The definition lines are grouped into two major sections, one at the top dealing with the concept design (row 14) and a second further down (row 72) dealing with the tower modification. Each section is broken down in smaller logical groups under a descriptive heading. The spreadsheet ends with the definition of a number of corollary variables.

The variable definition includes occasionally a second mathematical definition, a check on the preceding definition (i.e., rows 33 and 38), as well as notes and verification lines (i.e., rows 66 and 78). This rendition of the mathematical model includes 129 definition lines.

The plant forms have variable names, for example: t for the octagon major diagonal, u for the octagon minor diagonal, s for the octagon side, etc. Capital letters are used for the base octagon and small letters are used for the tower octagon (i.e., S for the side of the base octagon and s for the side of the tower octagon). The variable names for the footing octagon are the same alphabet letter doubled up; if s is the side of the tower octagon, ss is the side of the footing octagon.

The algorithm for the concept design and the algorithm for the modified plant design provide the context and detailed explanation for each of these variable names, and also the mathematical definitions. A graphical reference provides a quick visual definition of the variables, Figures 4, 5, and 6.

Figure 4. Graphical references for math variables – plant.

Figure 5. Graphical references for math variables – wing detail.

Figure 6. Graphical references for math variables – tower detail.

Three variables are indexed numerically; they measure the same feature at different distances from the center in the plant octagon:

- The variable c measures distance from the center of the plant octagon along the octagon corner direction
- The variable h measures a similar distance along the plant octagon wing (side) direction
- The variable d measures the octagonal side at different distances from the center of the plant octagon

For example: the corner of the courtyard octagon is c_{2};
the outer corner of the tower octagon,
referred elsewhere as tower corner E, is c_{25} in this mathematical model.
Similarly d_{2} is the
side of the octagon at the courtyard perimeter, and
d_{25} is the side of the base octagon, also referred to as
S.

The distinction among the same variables that change location and/or dimension going from concept design to modified design is made with a superscript: none for the concept design, prime (') for the tower enlargement and double prime (") for the tower relocation.

The variable superscript progression is frozen at the stage in which its definition does not change anymore in the algorithms. For example, the side of the tower s changes with the tower octagon enlargement, assuming the dimension s'. However, it does not change anymore with the tower relocation; it remains at the definition s' at the end of the mathematical model.

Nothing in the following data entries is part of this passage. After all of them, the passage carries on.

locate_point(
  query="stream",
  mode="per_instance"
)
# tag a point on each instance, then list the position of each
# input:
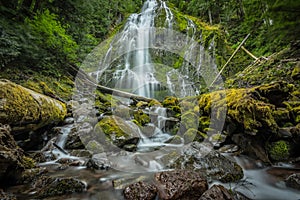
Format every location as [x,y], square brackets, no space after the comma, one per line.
[259,182]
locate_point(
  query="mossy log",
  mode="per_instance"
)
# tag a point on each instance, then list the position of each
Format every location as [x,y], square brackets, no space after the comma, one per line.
[25,110]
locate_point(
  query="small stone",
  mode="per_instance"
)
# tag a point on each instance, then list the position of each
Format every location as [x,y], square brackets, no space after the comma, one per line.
[180,184]
[140,191]
[293,181]
[99,161]
[51,186]
[217,192]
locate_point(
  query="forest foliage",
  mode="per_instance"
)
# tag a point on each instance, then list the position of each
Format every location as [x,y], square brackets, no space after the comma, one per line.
[43,34]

The indexed variables, c, d, and h, are also subject to change in the modified plant design and are relabeled with the prime and double-prime notation accordingly.

There are few incidental variables with unique names or subscripts, with an explanation in the description column.

The mathematical definition column gives the mathematical formula. Most of these formulas are addressed in the geometric model presentations. The rest are based on geometric relationships.

The mathematical model defines forms dimensions in terms of units, column E of the spreadsheet on page 3.

The independent variable L, which is the side dimension of the base square, is assigned a dimension of 128 units at the head of the model, line 15, column E. An explanation for this assignment follows on page 5. All other variable dimensions are calculated derivatively from this measure.

Scholars have considered various historical units of measurements: the palm, the cubit, the Roman foot, etc. The unit of measurement is assigned a metric value in cell F11, the spreadsheet on page 3.

Column E provides the calculation of the variable dimension in Castel del Monte units. These measures are rescaled in column F, spreadsheet on page 3, for the metric equivalent, using the metric value assigned to the unit dimension in cell F11.

All dimensions are ultimately calculated in meters (col. F), because the known dimensions from published literature are reported in meters.